Graeffe’s Method

Numerical Methods

Source inspiration: (Mathew 2000-2019).

Description

Graeffe’s method, independently discovered by Karl Heinrich Graeffe (1799–1873), Germinal Pierre Dandelin (1794–1847), and Nikolai Ivanovich Lobachevsky (1792–1856), is a root-finding algorithm specifically for polynomials. Unlike iterative methods such as Newton-Raphson that track a single root, Graeffe’s method finds all roots simultaneously by transforming the polynomial into one whose roots are more widely separated, then reading off approximations directly from the coefficients.

Root Squaring

The core idea is the root-squaring transformation. Given a degree-\(n\) polynomial

\[p(x) = a_n x^n + a_{n-1} x^{n-1} + \cdots + a_0\]

with roots \(r_1, r_2, \ldots, r_n\), define \(p_1\) to be the polynomial of degree \(n\) whose roots are \(r_1^2, r_2^2, \ldots, r_n^2\). This is constructed via

\[p_1(x) = (-1)^n \, p\!\left(\sqrt{x}\right) p\!\left(-\sqrt{x}\right).\]

Applying this transformation \(m\) times yields a polynomial \(p_m\) with roots \(r_1^{2^m}, r_2^{2^m}, \ldots, r_n^{2^m}\). Even if the original roots are only mildly different in magnitude, after enough squarings the roots of \(p_m\) become widely separated, because the ratios are raised to the power \(2^m\).

Separated Root Theorem

Once the roots are sufficiently separated in magnitude — meaning \(|r_1^{2^m}| \gg |r_2^{2^m}| \gg \cdots \gg |r_n^{2^m}|\) — the separated root theorem (Vieta’s formulas applied term by term) gives

\[|r_k|^{2^m} \approx \left|\frac{c_{n-k+1}}{c_{n-k}}\right|, \qquad k = 1, 2, \ldots, n,\]

where \(c_0, c_1, \ldots, c_n\) are the coefficients of \(p_m\). The magnitude of each original root is then recovered as

\[|r_k| \approx \left|\frac{c_{n-k+1}}{c_{n-k}}\right|^{1/2^m}.\]

The sign (or complex argument) of each root is determined by evaluating \(p\) at the candidate magnitude.

Convergence and Limitations

For polynomials with distinct real roots, the approximation error decreases quadratically with each root-squaring step — the number of accurate digits roughly doubles per iteration (similar to Newton-Raphson).

However, the method has a serious practical limitation: the coefficients of \(p_m\) grow exponentially as \(|r_k|^{2^m}\), rapidly exceeding the range of standard floating-point arithmetic. Most software cannot apply more than a handful of iterations before overflow. The method was popular in the 19th and early 20th centuries when it was implemented with extended-precision hand calculation or symbolic algebra systems; today it is primarily of historical and educational interest.

Special cases — double roots, complex conjugate root pairs, roots equal in magnitude — require modified formulas and careful coefficient analysis.

Animations

Each animation below shows how the Separated Root Theorem estimates of each root’s magnitude evolve over successive Graeffe squaring iterations \(m = 0, 1, 2, \ldots\). Dashed horizontal lines mark the true root magnitudes; colored traces show the estimates converging toward (or slowly approaching) those targets as \(m\) increases.

Julia source scripts that generated these animations are linked under each case.

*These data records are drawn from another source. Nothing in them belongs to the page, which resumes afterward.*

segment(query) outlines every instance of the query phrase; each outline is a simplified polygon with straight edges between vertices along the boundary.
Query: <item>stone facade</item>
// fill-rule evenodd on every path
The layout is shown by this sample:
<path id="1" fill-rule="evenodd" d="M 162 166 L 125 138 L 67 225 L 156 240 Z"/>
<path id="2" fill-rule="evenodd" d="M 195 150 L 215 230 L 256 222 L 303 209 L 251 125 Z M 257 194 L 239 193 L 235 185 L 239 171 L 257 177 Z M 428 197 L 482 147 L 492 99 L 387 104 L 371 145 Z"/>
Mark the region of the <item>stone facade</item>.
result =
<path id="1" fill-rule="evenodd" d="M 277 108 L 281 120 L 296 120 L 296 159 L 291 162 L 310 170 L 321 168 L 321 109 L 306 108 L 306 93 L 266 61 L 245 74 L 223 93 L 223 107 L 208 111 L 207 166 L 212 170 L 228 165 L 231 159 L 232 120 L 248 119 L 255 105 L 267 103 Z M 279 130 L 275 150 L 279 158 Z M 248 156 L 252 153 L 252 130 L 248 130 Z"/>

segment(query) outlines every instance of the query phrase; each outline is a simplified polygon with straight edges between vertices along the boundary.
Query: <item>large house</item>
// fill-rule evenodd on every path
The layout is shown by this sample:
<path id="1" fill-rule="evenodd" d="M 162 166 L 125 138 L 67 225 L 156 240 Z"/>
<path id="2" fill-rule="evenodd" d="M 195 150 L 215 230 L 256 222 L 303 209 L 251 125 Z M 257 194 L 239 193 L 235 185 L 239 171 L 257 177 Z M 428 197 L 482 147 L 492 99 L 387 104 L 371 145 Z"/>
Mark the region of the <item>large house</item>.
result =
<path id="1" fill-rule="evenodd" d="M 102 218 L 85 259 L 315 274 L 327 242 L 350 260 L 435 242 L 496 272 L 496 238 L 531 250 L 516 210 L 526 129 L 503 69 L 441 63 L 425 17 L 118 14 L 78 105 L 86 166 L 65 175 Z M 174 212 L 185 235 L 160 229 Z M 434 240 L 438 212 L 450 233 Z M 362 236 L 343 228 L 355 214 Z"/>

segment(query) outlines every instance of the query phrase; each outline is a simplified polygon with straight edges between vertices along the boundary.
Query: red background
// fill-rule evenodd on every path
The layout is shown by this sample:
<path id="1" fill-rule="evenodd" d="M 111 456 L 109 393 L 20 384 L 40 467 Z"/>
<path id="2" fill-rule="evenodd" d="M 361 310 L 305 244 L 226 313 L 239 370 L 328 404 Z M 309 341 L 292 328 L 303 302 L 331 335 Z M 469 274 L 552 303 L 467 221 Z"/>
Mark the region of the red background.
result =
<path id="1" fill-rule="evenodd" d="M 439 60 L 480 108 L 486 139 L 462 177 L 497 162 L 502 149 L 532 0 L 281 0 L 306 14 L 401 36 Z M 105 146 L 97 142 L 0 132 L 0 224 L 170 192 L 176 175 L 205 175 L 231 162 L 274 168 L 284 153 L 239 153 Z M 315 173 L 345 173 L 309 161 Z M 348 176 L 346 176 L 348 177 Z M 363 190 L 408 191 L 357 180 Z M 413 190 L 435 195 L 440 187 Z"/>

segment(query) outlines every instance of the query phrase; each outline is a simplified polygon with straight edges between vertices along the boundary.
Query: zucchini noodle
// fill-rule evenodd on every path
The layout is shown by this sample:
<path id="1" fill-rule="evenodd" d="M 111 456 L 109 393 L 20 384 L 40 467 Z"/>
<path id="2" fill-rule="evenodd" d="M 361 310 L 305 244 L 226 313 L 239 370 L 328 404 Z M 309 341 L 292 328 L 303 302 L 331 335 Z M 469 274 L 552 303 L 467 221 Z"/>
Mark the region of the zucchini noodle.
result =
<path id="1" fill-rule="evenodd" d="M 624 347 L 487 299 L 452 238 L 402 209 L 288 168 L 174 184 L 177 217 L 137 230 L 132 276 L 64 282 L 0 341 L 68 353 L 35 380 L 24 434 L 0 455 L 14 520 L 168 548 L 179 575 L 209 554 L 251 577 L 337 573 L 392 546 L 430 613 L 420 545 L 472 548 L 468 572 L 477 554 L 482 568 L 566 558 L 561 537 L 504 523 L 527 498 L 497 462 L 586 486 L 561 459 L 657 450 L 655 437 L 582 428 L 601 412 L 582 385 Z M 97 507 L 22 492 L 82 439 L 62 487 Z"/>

Case 1 — Distinct real roots, \(f(x) = (x+1)(x-2)(x+3)(x-4)\), true \(|r_k| \in \{1,2,3,4\}\)

Behavior: All four estimates converge quadratically — the error roughly squares at each step because \(|r_k/r_{k+1}|^{2^m} \to \infty\) exponentially, pushing the coefficient ratios cleanly toward the individual root magnitudes. Even though the roots are initially close (\(|r_1|/|r_2| = 4/3\)), a few squaring steps are enough to separate them.

Julia source

Graeffe convergence animation for a degree-4 polynomial with four distinct real roots −3, −1, 2, 4. Each colored trace shows one root-magnitude estimate growing from its initial poor approximation toward the dashed true-value line as the squaring iteration count increases.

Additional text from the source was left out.